Looks like the more neighbors you add, the better you do at the faint end but the worse you do at the bright end. I imagine that this is because adding more stars reduces the amplitude of the regularization parameter, so you end up decreasing the weight of the star's own pixel vectors. For faint stars that's OK, since there's not that much information in them, but for bright stars you end up losing de-trending power. The plot below is the **estats** output comparing a run with 10 neighbors and a run with 50 neighbors. It is clear that 10 neighbors is the way to go.
![10 vs 50 neighbors](images/number_of_neighbors.png "10 vs 50 neighbors")

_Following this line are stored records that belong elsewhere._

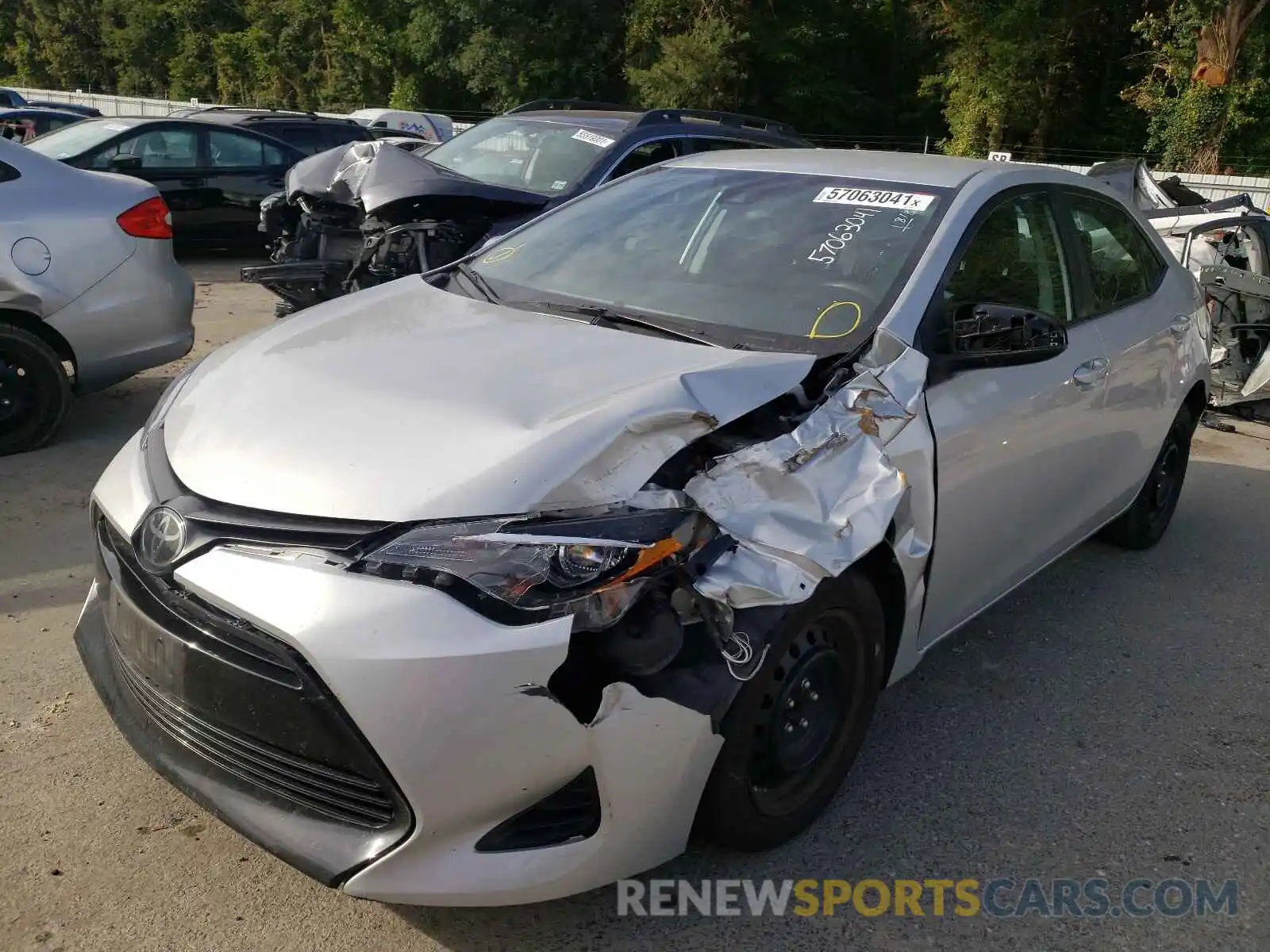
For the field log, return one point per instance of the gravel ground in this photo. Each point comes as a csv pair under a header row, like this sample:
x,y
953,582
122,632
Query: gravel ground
x,y
1109,720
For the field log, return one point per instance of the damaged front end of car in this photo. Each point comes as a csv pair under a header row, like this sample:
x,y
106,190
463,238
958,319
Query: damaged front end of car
x,y
753,516
371,213
1226,245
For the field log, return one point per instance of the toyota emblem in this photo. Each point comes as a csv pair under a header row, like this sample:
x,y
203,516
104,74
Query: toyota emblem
x,y
163,539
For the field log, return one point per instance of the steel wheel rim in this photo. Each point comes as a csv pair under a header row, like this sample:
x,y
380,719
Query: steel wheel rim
x,y
787,765
14,389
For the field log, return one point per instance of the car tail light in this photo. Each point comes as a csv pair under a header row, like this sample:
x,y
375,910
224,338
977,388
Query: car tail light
x,y
150,219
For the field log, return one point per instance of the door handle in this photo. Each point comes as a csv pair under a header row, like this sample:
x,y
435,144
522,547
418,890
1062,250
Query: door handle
x,y
1091,372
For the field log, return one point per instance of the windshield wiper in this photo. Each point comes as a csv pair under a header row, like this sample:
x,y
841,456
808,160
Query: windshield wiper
x,y
603,317
476,281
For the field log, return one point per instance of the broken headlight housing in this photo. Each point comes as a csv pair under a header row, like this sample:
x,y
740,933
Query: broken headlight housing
x,y
590,565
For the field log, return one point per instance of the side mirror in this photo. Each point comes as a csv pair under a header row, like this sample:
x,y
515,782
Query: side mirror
x,y
125,163
1001,336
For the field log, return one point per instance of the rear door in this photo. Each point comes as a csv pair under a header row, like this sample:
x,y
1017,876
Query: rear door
x,y
1145,311
1019,450
241,171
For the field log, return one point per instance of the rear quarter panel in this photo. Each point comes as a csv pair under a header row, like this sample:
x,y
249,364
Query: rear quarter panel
x,y
71,213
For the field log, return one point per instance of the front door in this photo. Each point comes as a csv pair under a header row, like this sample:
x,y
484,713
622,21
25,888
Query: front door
x,y
1019,450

<br><span style="font-size:150%; font-weight:bold;"><span style="color:gray;">[11/09/16]</span> Neighboring PLD</span>

Plotted below is the comparison between the nPLD(PLD) results (blue) and the Everest 1.0 results (yellow). I've zoomed in on the relative CDPP plot on the right. It looks awesome. Ignore the saturated stars, since I wasn't yet implementing column collapse -- stars brighter than mag 11 are definitely being overfit (issue resolved now!). My current goal is to reproduce this *without* running PLD beforehand to get a factor of 2 speed boost. ![Original nPLD](images/nPLD_original.png "Original nPLD")

<br><span style="font-size:150%; font-weight:bold;"><span style="color:gray;">[11/09/16]</span> Super-detrended cloud</span>

There is a cloud of super-detrended stars just below magnitude 11.5. These stars did not have their columns collapsed since they were just shy of the saturation threshold. Based on the ratio of their max pixel flux to the saturation flux (see list below), I suggest a threshold of -10% when collapsing columns.

![Super-detrended](images/super_detrended.png "Super-detrended")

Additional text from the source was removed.